Not only was Twice Blessed, her second novel, given the American Book Award in 1993, a short story, entitled “Epidemic,” was included in the 1986 Best 100 Short Stories in the US, compiled by the late American fiction writer Raymond Carver and the Missouri Review Anthology.
But even though she was able to produce two short story collections and four non-fiction books — including At Home In the World, co-written with Communist Party of the Philippines founder Jose Maria Sison — her life, literary and otherwise, has not been a day at the beach.
A political prisoner under the Marcos dictatorship, the novelist remains a passionate activist as — among others — a member of the Association of Filipinas, Feminists Fighting Imperialism, Re-feudalization, and Marginalization (AF3IRM), which has chapters in Boston, Los Angeles, New York/New Jersey, and the San Francisco Bay Area.
The transnational feminist organization will organize a demonstration in downtown Los Angeles this March.
“We will lead the biggest march on International Women’s Day. It will be anti-white supremacist and it will be firmly led by women of color,” she said. “Everyone is welcome but just don’t bother us.”
Her several advocacies — which include human rights and feminism, among others — have, as expected, cut into her time for writing.
“I might have lost about five more books which I never had the time to write,” she said during the forum. “I was organizing, advocating, trying to get people out of jail.”
She added: “It’s in the matter of time allotment. I never learned how to balance partly because in politics, everything is always urgent and so you drop your writing to go do [things].”
Although her lost writing time fills her with some regret, Ms. Rosca said her dedication to the written word remains strong and constant; her commitment a lesson — perhaps even an example — to those who wish to lead lives based on literature.
“A lot of people say ‘I want to be a writer,’” she said. “There is no such thing as wanting to be. You are or you’re not — that’s it. Period. Write is an active verb. You have to work to do it.”
Ms.
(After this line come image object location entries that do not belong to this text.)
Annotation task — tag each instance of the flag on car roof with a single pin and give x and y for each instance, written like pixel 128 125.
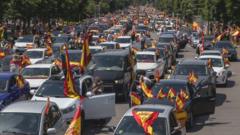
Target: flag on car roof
pixel 135 99
pixel 75 125
pixel 145 119
pixel 69 87
pixel 86 55
pixel 20 81
pixel 179 103
pixel 147 91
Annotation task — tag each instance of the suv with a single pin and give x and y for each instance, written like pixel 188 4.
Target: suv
pixel 114 68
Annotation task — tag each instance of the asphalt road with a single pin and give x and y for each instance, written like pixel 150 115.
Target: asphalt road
pixel 225 121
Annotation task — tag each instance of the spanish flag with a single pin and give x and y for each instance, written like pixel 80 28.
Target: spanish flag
pixel 75 125
pixel 145 119
pixel 161 94
pixel 184 94
pixel 136 100
pixel 20 82
pixel 179 103
pixel 171 94
pixel 192 78
pixel 2 54
pixel 86 55
pixel 69 87
pixel 147 91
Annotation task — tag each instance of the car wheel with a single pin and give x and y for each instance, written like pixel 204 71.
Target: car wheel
pixel 190 121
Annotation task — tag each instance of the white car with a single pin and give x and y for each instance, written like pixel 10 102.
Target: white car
pixel 23 42
pixel 36 54
pixel 148 63
pixel 99 106
pixel 124 41
pixel 165 124
pixel 36 74
pixel 219 67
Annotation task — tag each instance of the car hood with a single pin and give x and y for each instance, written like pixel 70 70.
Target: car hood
pixel 33 61
pixel 35 83
pixel 146 66
pixel 108 74
pixel 62 103
pixel 3 95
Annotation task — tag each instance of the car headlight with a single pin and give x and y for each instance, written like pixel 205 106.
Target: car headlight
pixel 119 81
pixel 69 109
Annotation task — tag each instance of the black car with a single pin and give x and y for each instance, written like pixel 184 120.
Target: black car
pixel 113 67
pixel 232 55
pixel 206 76
pixel 197 104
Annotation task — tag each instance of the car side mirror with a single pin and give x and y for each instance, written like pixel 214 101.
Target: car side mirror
pixel 51 131
pixel 89 94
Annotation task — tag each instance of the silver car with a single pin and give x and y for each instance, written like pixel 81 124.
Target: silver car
pixel 30 118
pixel 165 124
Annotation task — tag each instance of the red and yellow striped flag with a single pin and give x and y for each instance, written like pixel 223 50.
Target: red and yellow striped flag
pixel 69 87
pixel 136 100
pixel 75 125
pixel 86 55
pixel 145 119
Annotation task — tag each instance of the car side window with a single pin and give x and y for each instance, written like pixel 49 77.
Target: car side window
pixel 173 123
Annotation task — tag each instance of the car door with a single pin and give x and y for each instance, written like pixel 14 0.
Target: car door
pixel 98 106
pixel 203 103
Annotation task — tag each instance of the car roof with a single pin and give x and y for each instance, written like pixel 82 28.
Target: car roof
pixel 211 56
pixel 146 52
pixel 163 109
pixel 6 75
pixel 37 49
pixel 113 52
pixel 192 62
pixel 39 66
pixel 26 107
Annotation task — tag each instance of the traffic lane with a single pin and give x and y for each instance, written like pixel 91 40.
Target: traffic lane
pixel 226 119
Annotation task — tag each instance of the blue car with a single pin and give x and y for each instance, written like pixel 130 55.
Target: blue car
pixel 12 86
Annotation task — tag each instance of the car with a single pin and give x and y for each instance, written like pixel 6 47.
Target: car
pixel 23 42
pixel 197 103
pixel 36 74
pixel 165 124
pixel 109 45
pixel 124 41
pixel 30 117
pixel 232 55
pixel 206 76
pixel 36 54
pixel 10 89
pixel 211 52
pixel 114 69
pixel 94 106
pixel 219 67
pixel 149 65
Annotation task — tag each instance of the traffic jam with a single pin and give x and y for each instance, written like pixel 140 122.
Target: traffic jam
pixel 53 83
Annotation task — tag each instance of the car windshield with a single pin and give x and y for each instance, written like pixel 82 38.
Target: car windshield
pixel 75 57
pixel 109 63
pixel 51 89
pixel 166 87
pixel 123 40
pixel 35 72
pixel 215 62
pixel 3 85
pixel 145 58
pixel 129 126
pixel 20 123
pixel 186 69
pixel 34 54
pixel 25 39
pixel 165 39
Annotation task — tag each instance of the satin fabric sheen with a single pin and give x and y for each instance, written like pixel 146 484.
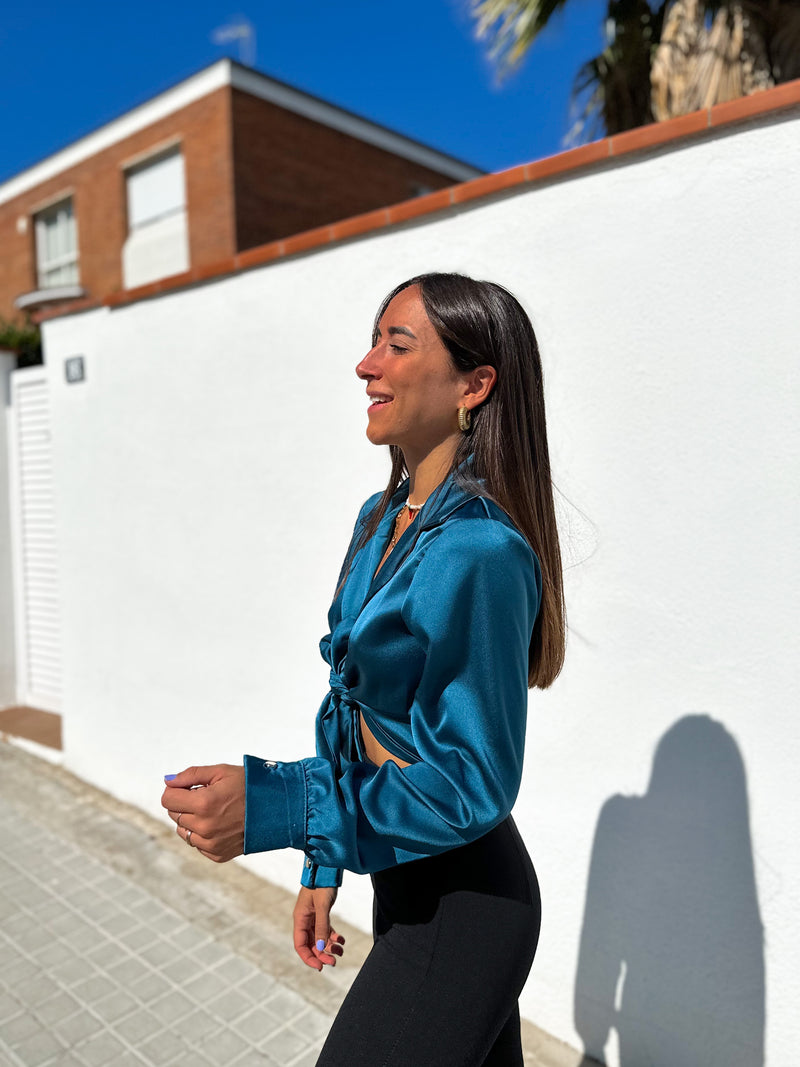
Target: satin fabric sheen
pixel 433 652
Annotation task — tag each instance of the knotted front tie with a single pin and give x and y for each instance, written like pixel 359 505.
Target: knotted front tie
pixel 349 727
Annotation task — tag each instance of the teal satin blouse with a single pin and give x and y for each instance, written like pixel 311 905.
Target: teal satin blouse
pixel 433 651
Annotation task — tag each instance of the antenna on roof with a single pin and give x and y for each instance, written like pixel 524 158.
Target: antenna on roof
pixel 242 30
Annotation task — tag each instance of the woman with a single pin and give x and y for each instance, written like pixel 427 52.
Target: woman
pixel 449 605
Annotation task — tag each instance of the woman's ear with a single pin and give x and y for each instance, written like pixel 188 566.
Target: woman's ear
pixel 478 384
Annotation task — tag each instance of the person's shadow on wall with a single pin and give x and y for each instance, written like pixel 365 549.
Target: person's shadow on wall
pixel 671 951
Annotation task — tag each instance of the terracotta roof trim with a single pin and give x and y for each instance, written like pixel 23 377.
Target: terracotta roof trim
pixel 646 138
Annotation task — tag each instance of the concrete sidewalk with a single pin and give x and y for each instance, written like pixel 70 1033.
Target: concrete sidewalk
pixel 120 945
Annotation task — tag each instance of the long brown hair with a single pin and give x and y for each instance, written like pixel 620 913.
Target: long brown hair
pixel 481 323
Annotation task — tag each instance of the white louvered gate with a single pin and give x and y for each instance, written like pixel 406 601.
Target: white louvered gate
pixel 33 520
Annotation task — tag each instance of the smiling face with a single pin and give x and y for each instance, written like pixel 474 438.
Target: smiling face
pixel 414 388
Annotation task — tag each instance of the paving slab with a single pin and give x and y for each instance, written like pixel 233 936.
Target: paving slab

Rosca also said that she would like to be remembered as an author who wrote about the “truth about our women and the truth about our people.”
“Our timeline is like a disheveled length of abaca rope bristling with broken strings,” she said. “I have considered it my obligation and my task as a writer from the very first story that I wrote to repair this rope, to find the links, to reassemble the national narrative, to reattach all the fractured timelines — one single timeline so we can become whole again.”